My voice gives out. I give up. I gulp down the rage and lingering hurt to push the last words out.
“You ruined it,” I say. “I wish you could just admit that.”
We’re cocooned in this tension woven from unspoken truth and leashed desire. The party, a cacophony of laughter and music and lifted voices, fades. I barely hear it over the sound of our breaths and the heartbeat pounding in my ears. The silence stretches so long, my hands tighten at my sides.
“Right,” I clip out when it’s clear she has nothing more to offer. “Got it.”
I turn and head back down the sidewalk, where I should have kept going in the first place. I’m almost at the corner when she calls.
“Monk.”
I still, my muscles going rigid at the sound of her voice. I don’t turn around, but I do glance over my shoulder. Her face is smoothed free of expression, but her eyes are alive with emotion.
“It was real, and I ruined it,” she says, gravel and regret mixing in the words. “And I’m sorry.”
I stare at her, not nearly as satisfied as I thought I would be. If anything, hearing her admission only makes the betrayal worse.
I nod and give her a stony stare. “Now you can have a nice life.”
And as I walk away, when I tell myself I hope I never see her again, this time I mean it.
Movement Four
“Love does not begin and end the way we seem to think it does.
Love is a battle, love is a war; love is a growing up.”

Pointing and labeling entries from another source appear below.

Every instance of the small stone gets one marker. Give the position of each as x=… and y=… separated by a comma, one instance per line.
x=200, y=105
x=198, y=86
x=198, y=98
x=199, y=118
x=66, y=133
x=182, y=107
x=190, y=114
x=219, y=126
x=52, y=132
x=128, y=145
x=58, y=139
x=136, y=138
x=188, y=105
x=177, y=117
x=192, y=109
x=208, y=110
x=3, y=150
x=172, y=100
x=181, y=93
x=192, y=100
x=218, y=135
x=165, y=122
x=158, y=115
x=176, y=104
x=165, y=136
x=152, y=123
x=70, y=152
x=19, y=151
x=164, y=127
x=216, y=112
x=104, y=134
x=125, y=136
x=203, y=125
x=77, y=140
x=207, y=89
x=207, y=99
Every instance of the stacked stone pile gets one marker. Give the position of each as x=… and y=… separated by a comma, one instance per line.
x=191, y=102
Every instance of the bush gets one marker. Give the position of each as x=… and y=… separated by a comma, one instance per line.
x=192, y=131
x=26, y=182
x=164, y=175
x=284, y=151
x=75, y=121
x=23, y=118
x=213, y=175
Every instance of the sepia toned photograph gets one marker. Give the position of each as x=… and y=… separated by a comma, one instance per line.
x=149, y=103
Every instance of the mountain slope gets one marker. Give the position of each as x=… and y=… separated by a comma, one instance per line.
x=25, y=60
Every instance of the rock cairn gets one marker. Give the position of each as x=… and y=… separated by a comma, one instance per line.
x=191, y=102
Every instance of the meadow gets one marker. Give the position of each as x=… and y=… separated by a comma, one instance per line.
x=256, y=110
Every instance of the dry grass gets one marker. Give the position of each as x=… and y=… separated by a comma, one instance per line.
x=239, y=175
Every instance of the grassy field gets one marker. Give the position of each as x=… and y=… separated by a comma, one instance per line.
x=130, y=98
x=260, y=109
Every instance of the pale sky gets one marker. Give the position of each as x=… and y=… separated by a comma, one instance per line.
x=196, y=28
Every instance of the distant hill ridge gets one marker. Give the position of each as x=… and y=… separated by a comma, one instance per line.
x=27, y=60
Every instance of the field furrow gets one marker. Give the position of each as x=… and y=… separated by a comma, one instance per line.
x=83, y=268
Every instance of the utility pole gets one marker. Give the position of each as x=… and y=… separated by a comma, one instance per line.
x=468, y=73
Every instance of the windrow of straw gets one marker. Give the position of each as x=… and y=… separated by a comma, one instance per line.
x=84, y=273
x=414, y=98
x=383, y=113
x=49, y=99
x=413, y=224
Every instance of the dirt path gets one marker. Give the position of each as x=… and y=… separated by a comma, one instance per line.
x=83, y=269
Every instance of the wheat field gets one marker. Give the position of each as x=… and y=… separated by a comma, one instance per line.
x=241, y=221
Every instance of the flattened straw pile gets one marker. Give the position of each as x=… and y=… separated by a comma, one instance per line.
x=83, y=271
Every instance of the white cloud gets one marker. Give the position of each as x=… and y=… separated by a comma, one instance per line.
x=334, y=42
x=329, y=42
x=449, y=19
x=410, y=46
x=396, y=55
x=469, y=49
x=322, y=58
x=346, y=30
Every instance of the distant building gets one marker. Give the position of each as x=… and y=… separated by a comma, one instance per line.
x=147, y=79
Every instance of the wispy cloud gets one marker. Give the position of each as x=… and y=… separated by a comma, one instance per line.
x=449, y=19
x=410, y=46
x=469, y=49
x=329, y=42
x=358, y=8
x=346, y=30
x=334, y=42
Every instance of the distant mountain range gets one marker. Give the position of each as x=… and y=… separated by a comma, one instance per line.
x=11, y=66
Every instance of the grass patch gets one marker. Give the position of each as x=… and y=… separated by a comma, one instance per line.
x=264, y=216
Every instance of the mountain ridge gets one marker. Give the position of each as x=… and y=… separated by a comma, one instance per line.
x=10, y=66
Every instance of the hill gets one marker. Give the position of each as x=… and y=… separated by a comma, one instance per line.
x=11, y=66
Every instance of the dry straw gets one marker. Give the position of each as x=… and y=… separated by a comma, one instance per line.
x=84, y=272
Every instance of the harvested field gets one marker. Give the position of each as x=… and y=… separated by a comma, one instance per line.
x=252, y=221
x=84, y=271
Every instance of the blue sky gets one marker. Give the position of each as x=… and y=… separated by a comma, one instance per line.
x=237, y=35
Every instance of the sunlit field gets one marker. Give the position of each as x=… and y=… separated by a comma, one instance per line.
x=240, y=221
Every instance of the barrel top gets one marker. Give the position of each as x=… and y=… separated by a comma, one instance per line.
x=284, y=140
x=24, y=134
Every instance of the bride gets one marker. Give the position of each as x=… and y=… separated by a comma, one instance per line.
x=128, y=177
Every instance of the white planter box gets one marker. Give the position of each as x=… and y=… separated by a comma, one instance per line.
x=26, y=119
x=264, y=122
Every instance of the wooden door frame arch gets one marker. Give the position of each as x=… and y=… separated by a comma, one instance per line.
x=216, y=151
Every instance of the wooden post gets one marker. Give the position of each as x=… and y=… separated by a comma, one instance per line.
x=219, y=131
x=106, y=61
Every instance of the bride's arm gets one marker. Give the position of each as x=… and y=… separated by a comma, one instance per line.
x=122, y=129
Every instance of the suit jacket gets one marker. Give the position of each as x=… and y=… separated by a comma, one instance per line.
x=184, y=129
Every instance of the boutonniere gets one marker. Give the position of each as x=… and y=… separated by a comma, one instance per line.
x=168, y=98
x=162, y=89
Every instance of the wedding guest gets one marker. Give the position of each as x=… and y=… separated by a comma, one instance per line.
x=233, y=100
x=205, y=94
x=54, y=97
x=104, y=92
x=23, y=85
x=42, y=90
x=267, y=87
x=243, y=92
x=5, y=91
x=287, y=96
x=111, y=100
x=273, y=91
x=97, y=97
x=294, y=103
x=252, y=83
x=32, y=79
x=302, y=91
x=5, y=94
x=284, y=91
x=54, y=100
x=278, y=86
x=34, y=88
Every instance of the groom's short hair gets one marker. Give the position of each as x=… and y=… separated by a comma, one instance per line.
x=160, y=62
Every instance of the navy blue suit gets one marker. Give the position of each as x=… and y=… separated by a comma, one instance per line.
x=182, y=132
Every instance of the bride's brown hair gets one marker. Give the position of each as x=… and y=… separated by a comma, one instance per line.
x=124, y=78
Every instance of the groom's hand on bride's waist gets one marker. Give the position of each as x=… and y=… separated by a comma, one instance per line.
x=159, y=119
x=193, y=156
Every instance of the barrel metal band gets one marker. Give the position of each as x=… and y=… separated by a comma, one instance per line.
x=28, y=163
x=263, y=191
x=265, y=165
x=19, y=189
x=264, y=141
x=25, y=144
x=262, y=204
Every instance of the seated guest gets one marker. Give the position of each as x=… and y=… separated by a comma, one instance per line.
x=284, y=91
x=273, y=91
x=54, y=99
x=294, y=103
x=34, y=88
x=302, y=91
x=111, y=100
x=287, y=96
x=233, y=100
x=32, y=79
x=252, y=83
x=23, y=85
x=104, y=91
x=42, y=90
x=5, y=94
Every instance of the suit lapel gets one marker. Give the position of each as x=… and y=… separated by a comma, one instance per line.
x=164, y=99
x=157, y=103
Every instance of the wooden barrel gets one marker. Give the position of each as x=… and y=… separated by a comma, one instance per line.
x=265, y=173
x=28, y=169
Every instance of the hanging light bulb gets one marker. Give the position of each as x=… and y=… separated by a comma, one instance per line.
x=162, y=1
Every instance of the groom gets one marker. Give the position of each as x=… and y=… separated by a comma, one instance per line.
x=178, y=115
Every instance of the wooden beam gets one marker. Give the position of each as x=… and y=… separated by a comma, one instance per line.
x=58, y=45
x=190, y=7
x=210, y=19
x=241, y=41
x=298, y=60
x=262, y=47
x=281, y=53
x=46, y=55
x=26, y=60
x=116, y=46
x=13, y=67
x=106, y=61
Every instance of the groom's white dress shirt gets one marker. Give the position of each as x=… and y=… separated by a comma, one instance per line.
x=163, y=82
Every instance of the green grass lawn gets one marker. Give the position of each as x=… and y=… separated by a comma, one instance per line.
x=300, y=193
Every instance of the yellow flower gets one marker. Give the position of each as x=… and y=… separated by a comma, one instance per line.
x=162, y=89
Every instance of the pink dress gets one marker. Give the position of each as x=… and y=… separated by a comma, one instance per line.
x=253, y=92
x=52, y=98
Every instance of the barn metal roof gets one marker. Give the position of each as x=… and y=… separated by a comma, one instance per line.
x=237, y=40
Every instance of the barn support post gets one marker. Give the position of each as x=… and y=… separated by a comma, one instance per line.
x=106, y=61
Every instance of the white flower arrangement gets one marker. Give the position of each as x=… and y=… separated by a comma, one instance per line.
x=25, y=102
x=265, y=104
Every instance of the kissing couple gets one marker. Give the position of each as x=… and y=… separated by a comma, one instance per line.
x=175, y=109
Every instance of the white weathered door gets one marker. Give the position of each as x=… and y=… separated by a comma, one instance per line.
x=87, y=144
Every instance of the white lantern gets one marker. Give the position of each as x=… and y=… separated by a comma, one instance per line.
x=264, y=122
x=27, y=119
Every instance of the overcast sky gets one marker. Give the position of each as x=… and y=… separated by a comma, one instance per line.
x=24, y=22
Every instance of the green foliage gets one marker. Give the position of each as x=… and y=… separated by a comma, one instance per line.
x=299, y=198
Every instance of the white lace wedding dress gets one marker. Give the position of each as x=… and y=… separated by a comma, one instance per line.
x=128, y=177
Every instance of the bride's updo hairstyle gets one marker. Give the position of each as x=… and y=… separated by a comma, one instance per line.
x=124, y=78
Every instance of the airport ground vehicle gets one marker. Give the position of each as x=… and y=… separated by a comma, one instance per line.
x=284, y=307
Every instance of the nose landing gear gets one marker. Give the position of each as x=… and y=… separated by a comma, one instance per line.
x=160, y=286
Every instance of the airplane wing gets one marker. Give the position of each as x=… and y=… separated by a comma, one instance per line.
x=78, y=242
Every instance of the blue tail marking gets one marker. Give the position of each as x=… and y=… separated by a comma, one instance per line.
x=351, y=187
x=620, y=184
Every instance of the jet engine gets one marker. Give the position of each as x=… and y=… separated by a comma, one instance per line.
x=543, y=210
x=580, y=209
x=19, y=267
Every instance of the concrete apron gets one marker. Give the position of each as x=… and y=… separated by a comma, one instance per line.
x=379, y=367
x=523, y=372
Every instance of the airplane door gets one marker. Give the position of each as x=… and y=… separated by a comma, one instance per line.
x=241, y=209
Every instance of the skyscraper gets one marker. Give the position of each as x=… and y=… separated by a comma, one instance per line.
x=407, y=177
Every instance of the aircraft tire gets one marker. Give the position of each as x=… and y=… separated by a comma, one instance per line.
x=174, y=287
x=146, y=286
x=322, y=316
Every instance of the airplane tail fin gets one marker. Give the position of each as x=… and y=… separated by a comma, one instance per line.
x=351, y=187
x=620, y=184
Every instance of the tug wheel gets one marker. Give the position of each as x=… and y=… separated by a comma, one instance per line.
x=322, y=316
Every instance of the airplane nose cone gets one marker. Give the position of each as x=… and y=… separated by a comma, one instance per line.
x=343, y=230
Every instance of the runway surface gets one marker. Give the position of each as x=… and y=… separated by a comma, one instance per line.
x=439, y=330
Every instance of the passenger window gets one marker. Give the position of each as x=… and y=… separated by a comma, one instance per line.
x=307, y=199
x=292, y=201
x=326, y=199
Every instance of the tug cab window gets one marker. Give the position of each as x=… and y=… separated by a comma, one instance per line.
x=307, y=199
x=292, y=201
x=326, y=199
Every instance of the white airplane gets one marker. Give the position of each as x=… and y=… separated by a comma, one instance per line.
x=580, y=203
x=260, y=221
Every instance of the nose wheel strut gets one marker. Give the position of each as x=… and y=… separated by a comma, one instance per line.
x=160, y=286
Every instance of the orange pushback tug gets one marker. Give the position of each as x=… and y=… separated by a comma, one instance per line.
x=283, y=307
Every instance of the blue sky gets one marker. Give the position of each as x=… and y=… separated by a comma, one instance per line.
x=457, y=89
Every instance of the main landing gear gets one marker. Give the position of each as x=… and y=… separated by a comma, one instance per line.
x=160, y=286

—James Baldwin,In Search of a Majority
TWENTY-ONE
Verity
Nine Years Later—Present Day
“Thanks for coming by,” Canon says, sitting behind his desk while I take the seat across from him.
“Of course.”
When Canon called to say he had something he needed to discuss, I told myself not to panic. It’s probably something minor with the script we’ve drafted. In the months since my initial lunch meeting with him and Evan, we’ve texted, Zoomed, called to trade ideas about the movie, but this is the first time he asked for a face-to-face meeting. I have a habit of building things up in my mind that aren’t that bad, so I tell myself to calm down. I’m sure it’s not as bad as I’m imagining.
“So,” Canon says, his expression set into the usual imperturbable lines. “I’m pretty good friends with Harry Tomer.”
Oh, God. It’s worse.
The name, a blast from a checkered part of my past, sends a premonition across my nerve endings. Disappointment churns in my gut. Just when it seems I’ve got things under control. My meds working. My moods stabilized. Opportunity of a lifetime, and nowthis shit. I knew it was too good to be true.
Canon studies me, head tilted as if considering a lab animal. Appropriate, since I feel like a mouse hopped up on some experimental drug with questionable side effects.
“Good ol’ Harry,” I say, letting the bitterness tilt one side of my mouth into a grimace-y grin. “I’m sure he had lots to share.”
Canon nods, then pauses, searching my face with rare hesitation for a man usually so sure.
“I mentioned that I thought you’re the perfect writer for the biopic,” Canon continues. “He said he knew you were extremely talented, but warned me you had ‘flaked out’—his words, not mine—when he hired you for something a few years ago.”